And they will inspire us
to come up with our own genius idea at the end of each show.
But will it be any good?
Will it be any good? It will be Absolute Genius!
And on today's show, we'll be exploring the power of food!
Look at that!
And finding out what fuels our sporting champions.
So sit back, and enjoy the ride!
Can I take this awful thing off my face?
Today, we're going to introduce you to a scientist who had a real
appetite for experiments, a genius who helped us to understand what's
in our food, and also what food to eat to stay fit and healthy.
In fact, her recommendations helped this country to become
the healthiest it's ever been.
Ladies and gentlemen, we give you... Elsie Widdowson.
Ah! Time for lunch.
Inspired by Elsie, we're going to be coming up with our own genius
challenge later on in the show...
..when we put the power of food to the test by joining the Army cadets.
Keep going. What are you made of? Do more.
But first, let's learn a bit more about her.
Widdowson was born in 1906, in the days
when food was something people just ate! They didn't know too much
about what's in it and how it affects our bodies.
These days, we all know that you're supposed to eat your five a day,
things like apples, carrots, your greens.
And you can see everything that's contained in food
just by looking at the packaging.
But in those days,
accurate information like this didn't always exist,
so it was hard to work out what you should be eating to stay healthy.
Our genius did something about it.
She worked out the nutrition of food.
What's in it, and how it affects our bodies.
For the first time, people had accurate information about what
they were eating, all in one book!
Widdowson's genius idea was to write a book that told us
what's in our food.
It listed things like how much energy all our foods were giving us.
She wrote it with her partner in science, Robert McCance,
and it was called The Chemical Composition Of foods.
-And she didn't just look at energy.
The book also listed important nutrients like the carbohydrates,
protein, fats and minerals that we find in all our foods.
To find out more, we've come to King's College in London,
where Widdowson studied nutrition - the science of food!
And to tell us about her genius work and experiments,
we're meeting up with CBBC resident food expert, Stefan Gates.
So what exactly is Elsie's book about?
Well, it's basically about lots of numbers.
-I mean, it looks really boring.
-I can confirm that.
-It really does look dull.
-Like a maths book.
-Lots of numbers.
But what's inside it is absolutely amazing. World-changing stuff.
She took foods, and basically ripped them apart,
and tried to understand what was inside them.
This piece of Cheddar cheese. One piece of cheese.
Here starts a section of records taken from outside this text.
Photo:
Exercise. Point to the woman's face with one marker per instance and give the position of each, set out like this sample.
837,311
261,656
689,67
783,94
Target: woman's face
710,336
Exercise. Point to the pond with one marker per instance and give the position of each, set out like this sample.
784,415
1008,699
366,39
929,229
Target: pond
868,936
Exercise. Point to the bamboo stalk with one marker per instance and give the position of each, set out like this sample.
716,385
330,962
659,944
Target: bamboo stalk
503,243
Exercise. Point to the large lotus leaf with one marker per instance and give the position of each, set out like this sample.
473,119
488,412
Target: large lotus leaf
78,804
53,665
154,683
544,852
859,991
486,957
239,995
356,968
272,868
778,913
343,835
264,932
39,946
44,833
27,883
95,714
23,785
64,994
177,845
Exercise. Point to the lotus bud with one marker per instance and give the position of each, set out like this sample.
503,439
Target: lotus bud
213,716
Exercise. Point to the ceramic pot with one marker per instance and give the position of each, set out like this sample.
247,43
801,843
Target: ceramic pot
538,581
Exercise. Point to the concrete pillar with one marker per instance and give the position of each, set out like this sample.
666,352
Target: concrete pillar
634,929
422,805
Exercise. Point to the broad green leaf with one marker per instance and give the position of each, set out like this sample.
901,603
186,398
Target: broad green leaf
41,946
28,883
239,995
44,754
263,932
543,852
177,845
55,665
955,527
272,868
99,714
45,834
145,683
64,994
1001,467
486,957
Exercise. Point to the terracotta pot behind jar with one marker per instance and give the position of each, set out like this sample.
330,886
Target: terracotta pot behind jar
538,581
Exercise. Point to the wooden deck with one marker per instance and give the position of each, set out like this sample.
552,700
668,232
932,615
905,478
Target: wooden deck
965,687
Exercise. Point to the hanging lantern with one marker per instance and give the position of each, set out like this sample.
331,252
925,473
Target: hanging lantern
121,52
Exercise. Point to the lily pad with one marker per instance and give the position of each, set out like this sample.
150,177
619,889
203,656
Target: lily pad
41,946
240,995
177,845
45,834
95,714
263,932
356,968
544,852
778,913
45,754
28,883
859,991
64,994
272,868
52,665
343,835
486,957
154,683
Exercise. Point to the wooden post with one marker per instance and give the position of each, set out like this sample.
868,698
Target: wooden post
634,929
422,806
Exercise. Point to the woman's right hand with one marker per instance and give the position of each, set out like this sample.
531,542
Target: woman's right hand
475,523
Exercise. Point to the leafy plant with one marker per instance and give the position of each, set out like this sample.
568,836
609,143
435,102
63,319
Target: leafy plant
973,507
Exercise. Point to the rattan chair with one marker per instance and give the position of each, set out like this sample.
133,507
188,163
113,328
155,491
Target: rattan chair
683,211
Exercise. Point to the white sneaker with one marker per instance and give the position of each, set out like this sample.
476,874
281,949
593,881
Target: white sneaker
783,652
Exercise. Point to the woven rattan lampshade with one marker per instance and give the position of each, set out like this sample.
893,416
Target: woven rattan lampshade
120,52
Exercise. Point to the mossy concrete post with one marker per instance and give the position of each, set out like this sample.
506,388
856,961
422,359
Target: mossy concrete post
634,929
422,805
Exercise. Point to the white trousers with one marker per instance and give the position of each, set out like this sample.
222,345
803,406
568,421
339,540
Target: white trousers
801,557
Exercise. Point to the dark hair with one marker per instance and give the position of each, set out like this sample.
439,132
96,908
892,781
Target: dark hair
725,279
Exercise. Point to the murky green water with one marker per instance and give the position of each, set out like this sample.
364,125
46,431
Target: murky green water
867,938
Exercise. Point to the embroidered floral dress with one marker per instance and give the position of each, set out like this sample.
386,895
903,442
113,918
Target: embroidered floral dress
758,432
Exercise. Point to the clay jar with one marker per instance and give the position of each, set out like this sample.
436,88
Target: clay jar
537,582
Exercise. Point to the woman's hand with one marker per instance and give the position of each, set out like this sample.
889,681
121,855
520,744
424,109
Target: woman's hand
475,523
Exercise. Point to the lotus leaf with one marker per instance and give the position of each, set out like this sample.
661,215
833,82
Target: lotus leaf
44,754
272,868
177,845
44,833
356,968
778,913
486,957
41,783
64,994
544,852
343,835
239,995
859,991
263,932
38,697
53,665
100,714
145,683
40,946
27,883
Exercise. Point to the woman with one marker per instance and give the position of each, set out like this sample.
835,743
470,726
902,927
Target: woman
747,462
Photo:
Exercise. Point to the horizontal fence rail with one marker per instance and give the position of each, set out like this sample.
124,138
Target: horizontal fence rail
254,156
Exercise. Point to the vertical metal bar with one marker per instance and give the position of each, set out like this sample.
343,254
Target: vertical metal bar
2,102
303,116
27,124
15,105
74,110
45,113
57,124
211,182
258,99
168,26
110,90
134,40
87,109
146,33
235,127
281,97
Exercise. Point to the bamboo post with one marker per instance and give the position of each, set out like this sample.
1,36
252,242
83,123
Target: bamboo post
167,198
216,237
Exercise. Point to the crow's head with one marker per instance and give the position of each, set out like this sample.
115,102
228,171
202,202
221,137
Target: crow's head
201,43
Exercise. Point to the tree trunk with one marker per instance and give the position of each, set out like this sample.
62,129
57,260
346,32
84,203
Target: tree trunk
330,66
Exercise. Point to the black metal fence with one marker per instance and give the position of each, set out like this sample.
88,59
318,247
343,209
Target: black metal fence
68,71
Now, she's found out that in this Cheddar cheese
there are 416 calories. You've got everything in here.
A bit of chocolate? Do you like chocolate?
-It's all right.
-So we can find out what's in chocolate.
Again, lots of energy, protein, a lot of fat.
Once you know what's in food, then you can tell what you need to eat.
Would you like to be bigger, better, stronger, faster, cleverer?
-All of the above.
-You're fine as you are, but yeah...
-Well, me too.
One of the most important things we need from food is energy,
which is measured in calories.
The average adult needs from 2,000 to 2,500 of them a day.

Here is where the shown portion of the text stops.